Table of Contents (16 chapters)
1
Section 1 – Operational/OLTP Databases
8
Section 2 – Analytics with a Data Lake and Data Warehouse
13
Section 3 – ETL with Azure Data Factory

Keys

Databases do not check rows for uniqueness automatically. Checking rows column by column is too expensive. The database developer needs to define a key. After you define a key, the database will use this to check for uniqueness. You need to define a key per table. You need to decide for each table whether or not you require (want) a key. You then need to decide which column to use as the key.

Types of keys

There are different types of keys. Let's have a look at some definitions for keys.

Candidate keys

Candidate keys are all columns within a table that logically store unique values. A table may have zero, one, or more columns that, by their nature, should store unique values in the context of the table they are in. Each column that adheres to the definition of a key is a candidate key. That makes the license plate in the Vehicle table of Figure 1.4 a candidate key. Other examples of candidate keys can be a Social Security Number (SSN) in a Persons table or an ISBN number in a Book table. An SSN or an ISBN uniquely identifies a person or a book, just like a license plate uniquely identifies a vehicle.

A key can be made up of several columns. In the Netherlands, the combination of postal code and house number is unique for an address. Websites can use this by automatically filling in a street name and city after you enter just your postal code and house number.

We can distinguish between two types of candidate keys – logical, or business, keys and technical, or surrogate, keys.

Logical keys

A logical key or business key is a key that stores values (information) with real meaning that you need to store, regardless of whether it can function as a key. No matter how you design your database, irrespective of whether you plan to use keys, the business key will be part of the data you are going to store. For example, all companies are obliged to store the SSN of their employees. Since the SSN column is part of your table, you can use it as a key.

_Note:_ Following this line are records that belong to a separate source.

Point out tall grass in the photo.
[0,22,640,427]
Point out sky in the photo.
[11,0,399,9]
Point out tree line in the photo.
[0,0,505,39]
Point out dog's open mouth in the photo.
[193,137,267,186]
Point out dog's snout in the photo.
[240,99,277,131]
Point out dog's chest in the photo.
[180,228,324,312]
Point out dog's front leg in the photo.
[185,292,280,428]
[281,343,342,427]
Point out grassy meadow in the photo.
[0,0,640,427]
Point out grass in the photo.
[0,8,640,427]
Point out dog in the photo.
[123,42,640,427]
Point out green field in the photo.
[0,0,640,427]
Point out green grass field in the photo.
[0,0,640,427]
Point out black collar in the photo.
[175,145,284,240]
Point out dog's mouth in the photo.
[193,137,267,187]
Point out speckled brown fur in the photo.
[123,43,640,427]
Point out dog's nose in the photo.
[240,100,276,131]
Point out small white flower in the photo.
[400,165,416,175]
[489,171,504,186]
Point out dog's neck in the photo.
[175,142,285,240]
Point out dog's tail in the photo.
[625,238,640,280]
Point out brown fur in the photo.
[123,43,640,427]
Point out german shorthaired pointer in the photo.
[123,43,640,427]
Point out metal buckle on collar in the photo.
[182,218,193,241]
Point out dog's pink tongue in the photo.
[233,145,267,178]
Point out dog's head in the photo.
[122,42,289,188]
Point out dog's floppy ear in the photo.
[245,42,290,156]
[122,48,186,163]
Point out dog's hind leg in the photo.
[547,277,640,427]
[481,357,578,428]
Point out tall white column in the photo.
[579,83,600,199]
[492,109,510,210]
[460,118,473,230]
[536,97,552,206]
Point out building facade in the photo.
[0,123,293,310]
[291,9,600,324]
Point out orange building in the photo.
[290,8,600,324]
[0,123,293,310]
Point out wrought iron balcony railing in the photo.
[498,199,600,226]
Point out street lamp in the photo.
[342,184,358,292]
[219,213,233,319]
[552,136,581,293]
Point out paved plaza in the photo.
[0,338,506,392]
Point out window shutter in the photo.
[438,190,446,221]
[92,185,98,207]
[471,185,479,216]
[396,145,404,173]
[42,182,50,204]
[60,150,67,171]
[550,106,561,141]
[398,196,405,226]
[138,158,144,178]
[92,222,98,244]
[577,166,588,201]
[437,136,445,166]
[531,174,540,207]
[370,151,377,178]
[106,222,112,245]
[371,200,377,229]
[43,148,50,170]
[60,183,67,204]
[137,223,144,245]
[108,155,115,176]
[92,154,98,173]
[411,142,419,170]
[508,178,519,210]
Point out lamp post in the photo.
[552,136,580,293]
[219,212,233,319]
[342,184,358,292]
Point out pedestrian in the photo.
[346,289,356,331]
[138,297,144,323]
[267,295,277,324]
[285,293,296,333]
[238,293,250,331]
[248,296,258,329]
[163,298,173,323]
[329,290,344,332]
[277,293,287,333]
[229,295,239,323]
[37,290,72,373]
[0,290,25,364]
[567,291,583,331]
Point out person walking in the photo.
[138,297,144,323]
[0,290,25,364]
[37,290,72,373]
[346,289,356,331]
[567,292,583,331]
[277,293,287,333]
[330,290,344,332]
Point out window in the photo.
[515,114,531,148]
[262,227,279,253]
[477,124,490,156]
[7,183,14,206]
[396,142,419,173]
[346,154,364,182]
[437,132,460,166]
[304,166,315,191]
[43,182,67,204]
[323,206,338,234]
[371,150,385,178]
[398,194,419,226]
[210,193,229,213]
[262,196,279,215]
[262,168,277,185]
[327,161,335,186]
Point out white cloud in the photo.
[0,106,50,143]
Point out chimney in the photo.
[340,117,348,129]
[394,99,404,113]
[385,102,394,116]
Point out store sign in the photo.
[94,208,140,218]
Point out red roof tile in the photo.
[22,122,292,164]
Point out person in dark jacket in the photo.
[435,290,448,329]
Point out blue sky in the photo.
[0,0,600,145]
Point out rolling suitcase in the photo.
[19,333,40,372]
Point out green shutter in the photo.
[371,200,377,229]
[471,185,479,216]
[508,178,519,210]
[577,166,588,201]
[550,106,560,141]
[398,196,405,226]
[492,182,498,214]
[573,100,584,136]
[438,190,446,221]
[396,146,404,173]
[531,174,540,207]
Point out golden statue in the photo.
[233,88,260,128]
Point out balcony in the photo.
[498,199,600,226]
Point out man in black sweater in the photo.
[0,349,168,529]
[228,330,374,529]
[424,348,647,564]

In Data Vault theory (Chapter 9, Data Vault Modeling), business keys play a central role. Knowing your data (and the processes that use the data) becomes crucial. The business key is the characteristic that people use in their everyday lives to refer to objects. A course about data modeling is referred to (searched and found by) its name. The name is the business key. Names can be unique, but very often are not. That makes them dangerous to use as keys. Sometimes, however, they work OK.

Technical/surrogate keys

In some cases, there is not a single candidate key to be found. Adding an extra column and using unique values for it then becomes an option. That way, you are adding (creating) a candidate key. This is also an option when you do have candidate keys to start with. This type of key is called a technical key or surrogate key. Its contents are (normally) meaningless but unique.

Most database systems have features to easily create surrogate keys. For instance, a sequence is an object in the database that allows you to generate unique numbers. Each time you ask the sequence for a value, it provides you with one that is greater than the last time you asked. Each value is guaranteed to be used a maximum of one time. With a sequence, you can create efficient surrogate keys. Within SQL Server, you can create a column in a table with an extra property, identity. An identity column in SQL Server gets an automatic unique value each time a row is inserted in that table. The result is the same as with a sequence. Identity is easier in terms of its use. Both methods provide you with a candidate key.

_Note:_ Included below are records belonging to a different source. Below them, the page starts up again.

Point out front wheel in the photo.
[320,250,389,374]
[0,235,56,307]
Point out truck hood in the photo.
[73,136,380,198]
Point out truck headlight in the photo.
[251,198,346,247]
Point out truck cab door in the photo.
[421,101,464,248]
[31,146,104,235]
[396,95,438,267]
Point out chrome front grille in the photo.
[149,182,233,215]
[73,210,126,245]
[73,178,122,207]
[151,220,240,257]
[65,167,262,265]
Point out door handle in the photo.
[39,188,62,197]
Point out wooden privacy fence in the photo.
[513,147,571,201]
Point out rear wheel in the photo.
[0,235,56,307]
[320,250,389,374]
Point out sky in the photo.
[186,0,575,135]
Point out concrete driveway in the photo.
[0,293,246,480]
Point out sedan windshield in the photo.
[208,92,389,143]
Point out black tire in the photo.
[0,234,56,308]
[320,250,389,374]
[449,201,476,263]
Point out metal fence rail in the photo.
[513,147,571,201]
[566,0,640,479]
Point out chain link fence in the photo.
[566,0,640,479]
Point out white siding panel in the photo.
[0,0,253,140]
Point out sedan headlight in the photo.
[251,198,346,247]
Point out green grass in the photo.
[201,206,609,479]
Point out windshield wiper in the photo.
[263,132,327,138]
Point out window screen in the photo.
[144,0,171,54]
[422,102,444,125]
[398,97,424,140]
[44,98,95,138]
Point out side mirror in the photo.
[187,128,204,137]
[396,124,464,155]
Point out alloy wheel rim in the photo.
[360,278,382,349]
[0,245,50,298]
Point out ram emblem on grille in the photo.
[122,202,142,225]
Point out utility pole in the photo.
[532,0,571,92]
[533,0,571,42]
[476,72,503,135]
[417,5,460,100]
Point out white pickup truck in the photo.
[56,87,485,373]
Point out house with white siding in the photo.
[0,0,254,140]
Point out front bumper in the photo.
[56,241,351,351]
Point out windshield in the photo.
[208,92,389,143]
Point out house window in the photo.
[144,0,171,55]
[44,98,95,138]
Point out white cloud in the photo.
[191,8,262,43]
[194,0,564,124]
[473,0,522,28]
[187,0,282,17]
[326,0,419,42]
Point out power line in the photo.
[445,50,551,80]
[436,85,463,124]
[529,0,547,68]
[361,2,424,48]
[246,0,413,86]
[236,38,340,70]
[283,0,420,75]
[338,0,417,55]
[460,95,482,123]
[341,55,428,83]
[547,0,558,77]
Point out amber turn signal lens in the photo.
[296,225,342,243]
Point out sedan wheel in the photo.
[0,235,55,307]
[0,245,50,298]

A good surrogate key is meaningless. That means that you cannot infer anything from its value. In France, an automobile's license plate shows you where the car comes from. The code has some intrinsic meaning. In the Netherlands, a license plate has no meaning other than the fact that it is a unique code. If you keep track of how license plates are generated, you will be able to tell how old a car is. But that is basic information from another table. You cannot tell where in the Netherlands the car was registered or what type of car it is from its license plate.

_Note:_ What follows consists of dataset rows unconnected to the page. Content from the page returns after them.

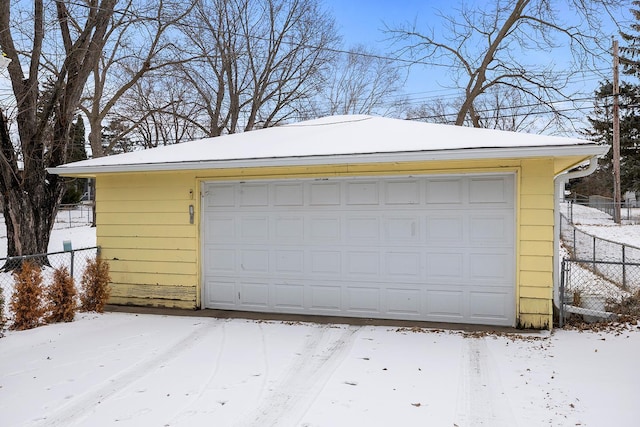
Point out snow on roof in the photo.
[49,115,608,175]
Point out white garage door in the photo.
[202,174,515,325]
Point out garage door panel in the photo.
[309,285,343,314]
[238,183,269,207]
[240,249,269,273]
[205,216,236,242]
[274,215,304,243]
[240,216,269,242]
[426,216,464,242]
[426,287,465,322]
[469,288,513,325]
[383,179,421,206]
[469,253,513,284]
[384,252,423,280]
[205,276,237,310]
[469,177,513,204]
[202,175,515,325]
[205,184,236,208]
[426,178,464,205]
[206,248,236,274]
[274,250,304,275]
[384,288,422,317]
[346,216,380,243]
[238,282,270,310]
[426,252,465,281]
[469,214,514,246]
[346,181,380,206]
[308,216,342,243]
[344,286,382,317]
[383,219,423,244]
[272,283,305,312]
[309,250,342,276]
[346,250,380,278]
[273,183,304,208]
[309,182,342,206]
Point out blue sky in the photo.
[324,0,628,123]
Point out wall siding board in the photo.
[97,224,197,239]
[109,271,197,288]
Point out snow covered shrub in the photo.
[9,261,45,330]
[47,267,76,323]
[80,257,111,313]
[0,286,7,337]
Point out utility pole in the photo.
[613,39,621,224]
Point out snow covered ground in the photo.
[0,313,640,427]
[0,206,640,427]
[562,204,640,247]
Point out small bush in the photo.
[47,267,76,323]
[9,261,45,330]
[80,257,111,313]
[0,286,7,337]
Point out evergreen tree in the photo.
[582,82,640,196]
[62,114,87,205]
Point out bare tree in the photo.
[81,0,192,157]
[320,46,405,116]
[179,0,339,136]
[407,85,556,132]
[387,0,624,127]
[0,0,116,256]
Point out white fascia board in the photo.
[47,144,609,175]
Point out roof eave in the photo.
[47,144,609,176]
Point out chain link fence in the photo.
[0,246,100,316]
[560,214,640,289]
[564,196,640,224]
[559,258,640,327]
[53,203,93,229]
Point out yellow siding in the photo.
[96,173,199,308]
[517,159,555,328]
[91,158,592,328]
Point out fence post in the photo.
[558,258,567,328]
[569,200,573,224]
[622,245,627,289]
[69,249,75,277]
[592,236,598,273]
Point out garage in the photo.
[201,173,516,326]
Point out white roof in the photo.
[48,115,608,175]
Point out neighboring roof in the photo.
[48,115,608,175]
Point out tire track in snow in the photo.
[31,319,220,427]
[454,338,518,427]
[166,319,229,425]
[235,326,361,427]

Meaningless values are more flexible in terms of their use. You don't get into any sort of trouble by misinterpreting key values. You also don't encounter issues if, for some reason, the meaning of the values changes over time.

A surrogate key should be meaningless (most of the time).

Everybody knows surrogate keys. Most of the products you buy have a product number. You have an account number for your bank account. You probably have an insurance policy number, a customer number, and so on. All are surrogate keys in a database to make rows unique in that particular database.

In databases, there are two kinds of keys that you will define that play a crucial role in the database: primary keys and foreign keys. Let's have a look at them, starting with the primary key.

Primary keys

All that has been said hitherto in relation to keys is an introduction to primary keys. Since checking the uniqueness of rows in tables is too expensive when you do it on a per-column basis, we choose to check uniqueness based on one column only. We choose this column and make it the primary key. As soon as you make a column the table's primary key, the database will start using this column to check uniqueness. As long as this column holds unique values, no value is stored twice or more. The rows are said to be unique.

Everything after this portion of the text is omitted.